Get to the end of the day, and ask yourself, 'Is today the day?'

Then say, 'No, but tomorrow will be.'

Repeat all week. Make it to the weekend, and feel so very sporty. You're one of those people, who can't stop thinking about going to the gym, and one day, you might actually make it there.

Anyhoo, I'm too busy at the mind gym, trying to construct a personality out of what God gave me. previously, half of myself was made from coffee beans, but I can't rely on that anymore. I'd like to apologise in advance if you run into my substandard self, I'm working on it.

Friday, February 24, 2012

Murder by numbers

Does anyone else have Sisqo's 'Thong Song' on loop in their head?

Just me? Oh, okay.

I am considering moving this blog to Tumblr, because I feel that it has outgrown this place. *Sob*
Well not really, it's actually because I'm all about aesthetics and Tumblr is prettier. I don't really understand it, and it freezes constantly. The most I can achieve is a blog called 'Untitled', and no posts. I think you'll agree, it's a definite improvement on what I've got going here.

ALSO, I've gained a small but steady readership in Venezuela. Welcome, hang up your coat, stay a while.

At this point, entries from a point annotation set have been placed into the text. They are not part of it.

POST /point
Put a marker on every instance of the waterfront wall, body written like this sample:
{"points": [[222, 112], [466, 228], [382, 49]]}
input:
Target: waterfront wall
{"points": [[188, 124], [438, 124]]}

ALSO, I came home (alone) last night, and noticed muddy footprints up the stairs. I hesitated. I looked at the clean soles of my boots, and continued upwards. And then, entering the bathroom, I got the whiff of a man, a man previously unknown to me. A man who had recently been in this very room. My nose has all the capabilities of Sherlock, if he had been a hoover. It knows everything from a few inhalations. The only logical thing to do was get a knife from the kitchen, and go looking. I chose a dirty knife, speckled with spring onion slices, and hunted him. I brought forth the knowledge I had stored from every horror, ever psychological thriller, and unleashed it. I tip toed, I sought out nooks and crannies. I branded my knife, high in the air, ready at every turn, to stab.

So it turns out, our bath is leaking down into the shop below, and the plumber had come round (after speaking to Ginger Beard) and performed some Plummerish things.

At least I know, that when the time arises I will be ready.

To be honest I was thinking, 'Not here, not now, not by some cocky mo fo, who has the audacity to take a bath in my home before he murders me.'

Also, I am often compared to Rambo by my peers.